TiDBer_HJLsvyxd · 2022 年5 月 25 日 08:24

页面打不开啊

TiDBer_HJLsvyxd · 2022 年5 月 25 日 08:30

场景是这样：
我这里有5个IP的mysql数据库和 10个IP的mysql数据库
一共15个源
其中 5个IP的mysql数据库中，做了分库分表，每个IP上面10个分库10个分表，一共50个分库50个分表
其中10个IP的mysql数据库中，也做了分库分表，每个IP上面10个分库10个分表，一共100个分库，100个分表

我现在要做分库分表的实时同步，使用TIDB DM工具。
其中 50个分库50个分表那个，我一共配置了17个同步任务，每张表对应一个配置文件
100个分库100个分表的那个，我配置了9个同步任务，每张表对应一个配置文件
昨天下午18:00的时候，一切都是好的。在 DM可视化监控界面上，可以看到运行中的任务数 175个

然后今天凌晨1点左右收到了告警，具体看了一下，是某一个任务， binlog同步落后了

今天白天的时候，反复搞，最终发现，我把任务停止后，要再次启动，就非常困难了。
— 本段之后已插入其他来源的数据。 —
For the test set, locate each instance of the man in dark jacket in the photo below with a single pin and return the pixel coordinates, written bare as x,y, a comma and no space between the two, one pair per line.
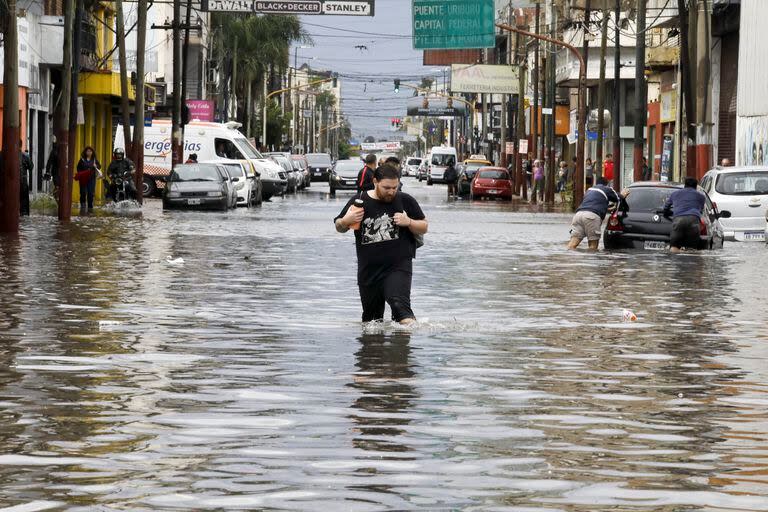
365,176
588,221
685,206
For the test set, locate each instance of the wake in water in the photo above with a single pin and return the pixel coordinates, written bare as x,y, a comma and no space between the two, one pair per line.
127,207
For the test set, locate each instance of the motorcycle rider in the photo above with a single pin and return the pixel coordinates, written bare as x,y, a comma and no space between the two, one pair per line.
119,166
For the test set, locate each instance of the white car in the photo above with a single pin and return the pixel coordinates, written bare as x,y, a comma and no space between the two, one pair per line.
241,181
743,191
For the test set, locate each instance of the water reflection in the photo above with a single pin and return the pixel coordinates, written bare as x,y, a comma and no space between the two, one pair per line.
386,394
239,379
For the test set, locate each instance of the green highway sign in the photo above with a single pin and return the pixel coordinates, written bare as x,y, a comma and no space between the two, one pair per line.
453,24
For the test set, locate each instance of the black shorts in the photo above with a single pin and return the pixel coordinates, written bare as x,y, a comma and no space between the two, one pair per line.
394,289
685,232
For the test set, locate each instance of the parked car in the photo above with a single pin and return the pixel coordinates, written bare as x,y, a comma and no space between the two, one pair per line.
491,182
320,165
243,182
344,175
290,173
423,171
743,191
441,157
300,162
639,222
467,173
199,186
411,167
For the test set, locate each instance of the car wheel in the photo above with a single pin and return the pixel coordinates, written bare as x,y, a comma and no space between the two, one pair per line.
148,187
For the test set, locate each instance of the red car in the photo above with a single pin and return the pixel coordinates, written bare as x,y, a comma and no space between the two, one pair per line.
491,182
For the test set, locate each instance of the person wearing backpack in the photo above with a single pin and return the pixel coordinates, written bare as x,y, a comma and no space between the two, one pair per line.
387,225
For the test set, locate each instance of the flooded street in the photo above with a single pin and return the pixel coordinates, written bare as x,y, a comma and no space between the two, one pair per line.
210,361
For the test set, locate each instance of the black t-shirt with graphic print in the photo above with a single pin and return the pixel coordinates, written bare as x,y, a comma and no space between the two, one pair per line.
382,246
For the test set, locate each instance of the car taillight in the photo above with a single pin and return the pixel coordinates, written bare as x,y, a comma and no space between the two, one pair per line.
614,224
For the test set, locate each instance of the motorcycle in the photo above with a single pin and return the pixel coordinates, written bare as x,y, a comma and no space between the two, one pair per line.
123,186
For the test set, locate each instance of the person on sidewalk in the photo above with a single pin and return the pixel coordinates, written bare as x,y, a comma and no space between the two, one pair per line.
88,169
608,168
386,227
685,206
588,221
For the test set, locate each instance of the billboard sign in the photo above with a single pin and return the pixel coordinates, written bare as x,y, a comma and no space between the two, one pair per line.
435,107
311,7
453,24
484,79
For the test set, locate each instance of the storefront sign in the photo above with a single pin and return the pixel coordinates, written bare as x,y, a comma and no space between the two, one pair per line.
484,78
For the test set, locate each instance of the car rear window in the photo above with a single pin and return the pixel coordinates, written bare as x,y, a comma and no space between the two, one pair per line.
742,183
648,198
493,175
319,159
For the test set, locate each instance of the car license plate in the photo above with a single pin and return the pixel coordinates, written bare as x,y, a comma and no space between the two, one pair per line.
755,236
655,246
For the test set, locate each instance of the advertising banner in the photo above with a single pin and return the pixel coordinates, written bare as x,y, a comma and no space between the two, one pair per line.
484,78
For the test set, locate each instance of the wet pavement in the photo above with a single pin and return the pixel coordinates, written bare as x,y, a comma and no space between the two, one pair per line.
209,361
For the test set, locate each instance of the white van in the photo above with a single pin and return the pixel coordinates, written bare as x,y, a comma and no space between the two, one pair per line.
439,158
209,141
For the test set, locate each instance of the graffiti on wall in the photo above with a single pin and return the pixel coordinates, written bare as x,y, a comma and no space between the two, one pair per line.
752,140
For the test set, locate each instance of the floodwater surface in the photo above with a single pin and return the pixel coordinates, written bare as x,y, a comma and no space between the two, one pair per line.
209,361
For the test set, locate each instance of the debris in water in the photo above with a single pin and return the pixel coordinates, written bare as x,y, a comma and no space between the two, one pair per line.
628,316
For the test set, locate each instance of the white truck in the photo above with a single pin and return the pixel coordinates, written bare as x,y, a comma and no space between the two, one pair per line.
439,158
209,141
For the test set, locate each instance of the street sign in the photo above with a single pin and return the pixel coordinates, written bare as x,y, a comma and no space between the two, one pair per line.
453,24
312,7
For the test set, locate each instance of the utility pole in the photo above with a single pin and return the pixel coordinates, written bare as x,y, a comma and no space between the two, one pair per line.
75,84
520,135
641,94
124,91
549,191
597,167
61,118
535,110
703,88
617,101
9,174
138,131
177,144
687,90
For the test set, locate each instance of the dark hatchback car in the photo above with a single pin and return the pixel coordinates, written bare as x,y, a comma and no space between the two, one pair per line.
639,222
319,165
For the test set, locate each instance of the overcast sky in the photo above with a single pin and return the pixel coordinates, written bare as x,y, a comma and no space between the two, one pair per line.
367,74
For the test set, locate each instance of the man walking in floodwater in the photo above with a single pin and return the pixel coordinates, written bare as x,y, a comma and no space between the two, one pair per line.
588,221
386,223
685,206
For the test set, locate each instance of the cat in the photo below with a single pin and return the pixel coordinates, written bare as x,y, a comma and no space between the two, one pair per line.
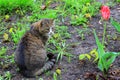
30,55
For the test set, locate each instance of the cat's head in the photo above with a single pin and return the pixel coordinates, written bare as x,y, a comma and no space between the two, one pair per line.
44,27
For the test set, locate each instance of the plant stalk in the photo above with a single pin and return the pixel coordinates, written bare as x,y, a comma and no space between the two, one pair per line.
104,32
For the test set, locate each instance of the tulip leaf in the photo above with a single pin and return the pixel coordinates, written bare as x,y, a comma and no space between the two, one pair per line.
115,24
5,36
100,46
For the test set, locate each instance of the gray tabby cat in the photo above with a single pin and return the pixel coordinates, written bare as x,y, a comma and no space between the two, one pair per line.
30,54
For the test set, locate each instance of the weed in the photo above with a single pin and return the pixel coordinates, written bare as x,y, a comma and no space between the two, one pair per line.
7,6
105,58
78,10
3,52
55,76
7,75
92,53
115,24
82,32
118,1
59,42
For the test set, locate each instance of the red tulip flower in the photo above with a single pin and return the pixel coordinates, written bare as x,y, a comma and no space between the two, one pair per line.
105,11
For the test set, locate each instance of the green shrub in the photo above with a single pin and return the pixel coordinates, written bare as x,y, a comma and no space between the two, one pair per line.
8,6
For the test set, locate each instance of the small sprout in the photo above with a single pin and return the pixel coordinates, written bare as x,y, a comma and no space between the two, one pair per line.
5,36
94,53
58,71
87,15
11,30
83,56
43,7
7,17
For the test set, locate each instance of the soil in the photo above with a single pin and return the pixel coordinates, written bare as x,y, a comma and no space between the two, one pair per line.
76,69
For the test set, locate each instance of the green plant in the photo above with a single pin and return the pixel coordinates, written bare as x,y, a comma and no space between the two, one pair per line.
17,33
55,76
1,77
115,24
7,6
3,52
7,75
88,56
59,43
118,1
82,32
105,58
78,9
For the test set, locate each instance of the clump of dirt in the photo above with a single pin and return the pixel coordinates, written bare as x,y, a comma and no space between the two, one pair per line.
76,69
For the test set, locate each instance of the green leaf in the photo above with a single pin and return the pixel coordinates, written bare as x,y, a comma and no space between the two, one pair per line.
109,59
88,56
101,51
116,25
81,56
94,53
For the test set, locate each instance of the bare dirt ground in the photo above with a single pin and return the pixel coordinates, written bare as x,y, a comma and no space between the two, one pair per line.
76,69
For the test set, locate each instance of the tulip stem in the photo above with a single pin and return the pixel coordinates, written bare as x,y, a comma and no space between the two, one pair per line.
104,32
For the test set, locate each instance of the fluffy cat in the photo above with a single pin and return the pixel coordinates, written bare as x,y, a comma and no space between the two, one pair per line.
30,55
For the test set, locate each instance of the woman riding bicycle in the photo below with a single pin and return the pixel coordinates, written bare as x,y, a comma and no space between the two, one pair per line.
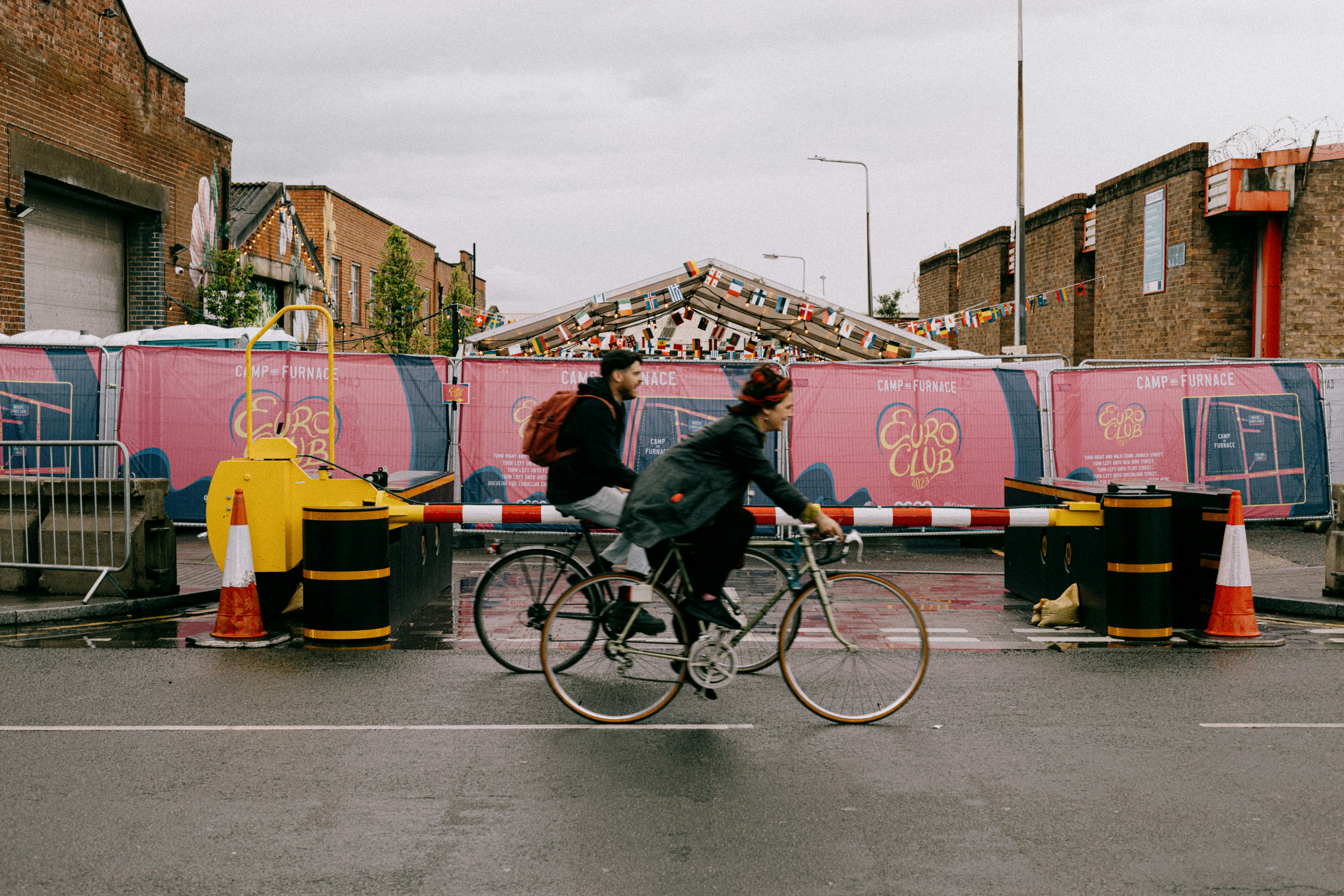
694,492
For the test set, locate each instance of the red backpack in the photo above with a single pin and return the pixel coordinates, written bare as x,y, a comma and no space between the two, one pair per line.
542,430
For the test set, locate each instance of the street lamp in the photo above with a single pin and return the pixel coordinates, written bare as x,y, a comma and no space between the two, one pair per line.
868,217
804,269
大概只能启动60个任务，之后就会提示 RawCause: context deadline exceeded"
重新启动那个binlog落后的任务，我看worker日志里，也是有出现 RawCause: context deadline exceeded"的字眼

TiDBer_HJLsvyxd · 2022 年5 月 25 日 08:33

现在是我们使用TIDB DM的测试阶段，如果稳定运行一个月没问题，我们就正式用了。
我不想把dm_meta表都删除重新弄，就是想通过运行期间出现过的一些故障，来快速演练一下故障恢复。
毕竟我们想把DM用来做业务库实时同步到TIDB，后续用来做实时数仓的ODS层。因为是实时的，所以时效性要求比较高，没出故障的时候，的确很爽，同步延迟都在1秒内，但是一旦出现故障，故障如果不能快速处理的话，那么对后续的实时处理链条就会有较大影响，就不放心使用了

Billmay表妹 · 2022 年5 月 27 日 07:53

翻墙看一下~

buchuitoudegou · 2022 年5 月 27 日 08:23

这里显示 connection error，是数据库连接的问题，可以看下：

每个 dmworker 所在的物理机是否能连上 TiDB
在 TiDB 上检查 max_connections 变量，以及 show processlist 查看同步过程中，该 TiDB 实例消耗的连接数，连接数耗尽也可能出现这样的问题（大量的任务会占用大量的连接）
您的上游分表不知道是否存在 primary key，在没有主键的情况下，dm 会把所有列作为条件连接到一起，以准确定位到您修改的行。这种情况下很有可能让 TiDB 执行延迟太大，导致 DM 的同步进度大大落后于上游
楼上提到的 issue 是多个 dml 合并到一个再进行同步时执行错误（导致无法得知是哪个 dml 错误）。根本问题还是，dml 无法成功同步到下游。

p.s. 您的日志中有业务内容，请谨慎分享。

system · 2022 年10 月 31 日 19:19

此话题已在最后回复的 1 分钟后被自动关闭。不再允许新回复。